Adult scoliosis (AS) is a condition requiring different considerations when comparing to other forms of scoliosis. Individuals with AS experience an array of symptoms including back pain and focal neurology [3]. Furthermore, the AS population represents a wide age-range and spectrum of co-morbidities when compared to adolescent idiopathic scoliosis (AIS). The aetiology of AS is also different to AIS, being either degenerative or idiopathic in nature. All these factors mean that individuals often report a significant impact on their HR-QOL which has been classed as more significant than other health conditions such as heart failure, chronic lung disease or diabetes [4].

The reported incidence of AS varies in the literature from 2.9 to 32% [5,6,7,8]. The incidence of AS, and specifically adult degenerative scoliosis, is likely to increase with an ageing population [9]. Management of AS is aimed at improving HR-QOL through improving pain and function [10,11,12], with a lesser focus on the cosmetic appearance of the spine and torso, which is more of an issue in those with AIS [13].

Conservative measures for managing AS can be ineffective due to the degenerative nature of the condition [14]. Furthermore, the understanding and management of AS has undergone a paradigm shift over the last 10 years, with an increasing awareness and subsequent increased demand for active management [15, 16] leading to an increase in surgical management. Health economic evaluation of surgical interventions have been shown to be cost-effective [17]. However, to be able to accurately assess the impact of any intervention in this specific cohort of individuals, there is a requirement for appropriate patient-reported outcome measures (PROMs). PROMs have a well-established role within the scoliosis population as a whole [18]. The most widely used PROM in individuals with scoliosis is the Scoliosis Research Society questionnaire (SRS-22) which has been adapted and modified over time [19,20,21,22]. However, in the AS literature, a wide array of PROMs are also used, including the Oswestry Disability Index (ODI), the SRS-22 and Short Form-36 (SF-36).

It is key, however, that the measurement properties of any PROM that is used in any group of individuals is accurate and appropriate [23]. Performing research with PROMs without establishing their measurement properties is a waste of research resources [24] and provides little value.

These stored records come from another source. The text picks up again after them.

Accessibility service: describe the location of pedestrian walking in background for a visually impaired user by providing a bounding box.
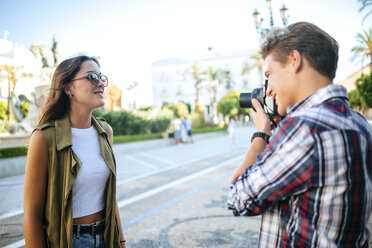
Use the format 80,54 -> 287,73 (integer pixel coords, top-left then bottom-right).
182,116 -> 193,142
227,116 -> 236,144
228,22 -> 372,247
172,116 -> 183,145
23,56 -> 125,248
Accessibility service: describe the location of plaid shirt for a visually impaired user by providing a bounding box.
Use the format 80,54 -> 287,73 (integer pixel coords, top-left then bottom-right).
228,84 -> 372,247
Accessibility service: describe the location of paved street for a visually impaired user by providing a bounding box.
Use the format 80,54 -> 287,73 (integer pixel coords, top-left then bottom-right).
0,127 -> 260,248
0,127 -> 372,248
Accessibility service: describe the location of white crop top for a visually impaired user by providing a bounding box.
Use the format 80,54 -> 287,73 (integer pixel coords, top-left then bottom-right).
71,125 -> 110,218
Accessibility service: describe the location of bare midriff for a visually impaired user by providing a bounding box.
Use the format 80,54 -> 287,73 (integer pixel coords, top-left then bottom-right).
73,210 -> 105,224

The measurement properties for PROMs used in AS have not been reported in the literature. It is, therefore, essential that this assessment is performed to identify and reduce the risk of bias and inaccuracy in any results reported using PROMs [25] in this group of individuals. This will allow a full understanding of how best to assess HR-QOL and subsequent management in this discrete patient population.

Objective

To systematically review and synthesise the evidence on the measurement properties of patient-reported outcome measure (PROMs) used to assess the quality of life in patients with adult scoliosis.

Methods

Design

This review and synthesis of evidence followed a previously published protocol [26] and is registered with PROSPERO (CRD42020219437). The review was designed using the COnsensus-based Standards for the selection of health Measurement INstruments (COSMIN) methodology [25], which aims to improve the selection of the best outcome measures in both clinical practice and research. The results of the review are reported using the preferred reporting items for systematic review and meta-analysis (PRISMA) guidance [27]. This guidance aims to ensure all systematic reviews and meta-analyses report a minimum set of items with the overall aim of improving the quality and the usefulness of systematic reviews. The PRISMA checklist is included as supplementary file 1.

Search strategy

The searches were performed in two stages. In stage one, any PROMs used to report on HR-QOL in individuals with AS were identified. This was completed to identify the frequency of use of the various PROMs and to help inform the search strategy for stage two. In stage two, studies assessing the measurement properties of the PROMs identified in stage one were identified. Stage two searches were grouped according to whether they were generic or disease-specific PROMs.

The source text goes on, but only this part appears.